As the 2000’s went on, the tooling around SOAP, WSDLs, and code generation from WSDLs matured across a wide variety of languages. For the most part, I think the tooling worked out of the box, in part because the WSDL and XSD standards were quite specific. Secondly, even though then and now, a lot of poor quality services and integrations are built, most teams adopted those tools. The only time I really saw SOAP get annoying was when features at the complex margins (like WS-Policy) were used but they were relatively rare.

As someone that grew up in this world, it came as a shock to me when the 2010’s rolled around and I was told SOAP was “too complex” and we needed something new (or old), REST. While I do not necessarily think REST is terrible, I think it suffers from a few shortcomings that SOAP did not have, nor do I think it really changes the value to the business much over SOAP.

Resistance to schemas from the start

REST from my view seemed like an anarchist’s approach to software integration. The need for a schema language of any kind was often discarded with statement like “if you want to know what the resource looks like, just do a GET.” Of course this ignores all the permutations not covered by that one example.

Eventually, standards like RAML and Swagger/OAS did appear but in my experience, the REST world has been slow to adopt them or when they do, they often do not document a lot of their resources.

Straw man arguments against SOAP

My favorite involves JSON being easier to read and write. There may be some credence to the idea that JSON is easier to read. In terms of writing XML or JSON, I’ve never written either. In both JSON and XML’s case, it’s a serialization format and I’m relying on frameworks and my code to read and write the language. It was not at the top of my list. Usually what made SOAP services hard to read was poorly defined services, which of course can also occur with REST resources.

Lack of code generation and other tools

It is true that REST became more popular during an era of dynamic languages that made the role/value of serialization/code generation less clear.
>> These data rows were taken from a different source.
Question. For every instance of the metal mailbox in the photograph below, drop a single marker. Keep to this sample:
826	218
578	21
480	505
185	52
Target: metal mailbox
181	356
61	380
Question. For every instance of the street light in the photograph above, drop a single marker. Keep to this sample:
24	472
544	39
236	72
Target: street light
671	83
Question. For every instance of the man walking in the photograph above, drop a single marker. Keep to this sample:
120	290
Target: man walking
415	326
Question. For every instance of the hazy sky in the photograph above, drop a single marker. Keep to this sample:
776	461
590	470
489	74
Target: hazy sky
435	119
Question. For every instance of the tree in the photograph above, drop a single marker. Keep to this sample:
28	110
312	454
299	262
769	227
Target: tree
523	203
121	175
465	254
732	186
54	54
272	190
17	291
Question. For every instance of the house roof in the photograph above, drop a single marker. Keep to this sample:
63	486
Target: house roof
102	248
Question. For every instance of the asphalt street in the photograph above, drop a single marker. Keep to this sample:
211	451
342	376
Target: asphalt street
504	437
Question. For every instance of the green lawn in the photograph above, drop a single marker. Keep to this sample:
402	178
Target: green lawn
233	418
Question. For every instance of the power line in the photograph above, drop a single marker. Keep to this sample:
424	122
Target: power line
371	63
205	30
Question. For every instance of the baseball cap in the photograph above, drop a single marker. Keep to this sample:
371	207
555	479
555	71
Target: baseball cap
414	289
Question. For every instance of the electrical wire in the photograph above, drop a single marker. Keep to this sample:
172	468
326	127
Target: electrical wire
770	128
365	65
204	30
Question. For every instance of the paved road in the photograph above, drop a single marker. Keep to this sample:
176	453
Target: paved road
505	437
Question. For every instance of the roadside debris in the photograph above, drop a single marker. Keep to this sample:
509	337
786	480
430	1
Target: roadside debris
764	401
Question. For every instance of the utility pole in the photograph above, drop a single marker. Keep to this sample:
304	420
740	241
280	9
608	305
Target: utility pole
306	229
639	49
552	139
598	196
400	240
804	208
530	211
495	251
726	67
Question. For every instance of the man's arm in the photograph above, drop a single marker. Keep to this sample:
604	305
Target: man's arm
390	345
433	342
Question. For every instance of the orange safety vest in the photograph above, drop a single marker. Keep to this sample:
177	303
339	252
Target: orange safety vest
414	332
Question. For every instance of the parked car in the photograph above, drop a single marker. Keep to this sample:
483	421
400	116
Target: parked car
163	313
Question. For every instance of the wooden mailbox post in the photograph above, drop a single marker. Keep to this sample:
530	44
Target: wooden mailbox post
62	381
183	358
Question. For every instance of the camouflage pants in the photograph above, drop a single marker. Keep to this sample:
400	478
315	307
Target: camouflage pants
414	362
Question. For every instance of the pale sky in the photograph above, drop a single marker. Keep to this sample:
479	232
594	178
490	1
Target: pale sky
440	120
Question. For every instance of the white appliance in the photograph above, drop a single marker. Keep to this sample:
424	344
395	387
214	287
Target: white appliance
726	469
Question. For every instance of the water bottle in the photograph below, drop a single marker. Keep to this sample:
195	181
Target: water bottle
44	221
That said, in part due to the reticence to adapt schemas and standards like Swagger or RAML, the REST world has often lagged behind with code generation and tooling. That tooling has a real impact when it comes to ease of development via syntax completion and also the testing benefits that can result from using code generation/compilation/runtime errors to detect contract deviance.

Achilles heel of HTTP Verbs

SOAP, because it did not define verbs for you, forced you to identify what your operations were. I kind of wonder if sometimes it forced us to be more deliberate about what operations a system should expose, rather than just making a bunch of data available for a GET. Did SOAP encourage us to make better decision decisions with service encapsulation? I’m not sure but to be fair, you can do this just fine in REST. You just have to be more thoughtful about what your resources are and keep an eye on ‘abuse’ of deriving too many things based off checking fields that should be encapsulated in GETs for state changes.

Where do we go from here?

Have REST integrations really added more business value than SOAP services did? How would the “API craze” of the 2010’s have turned out if it was SOAP driven rather than REST driven? I’m not sure. What I can say though is some of the benefits of SOAP, if pushed aside, show up in tech debt outside of our REST integrations. We should think about that before rushing to adopt new technologies and look for the business value of making the switch rather than just shiny objects.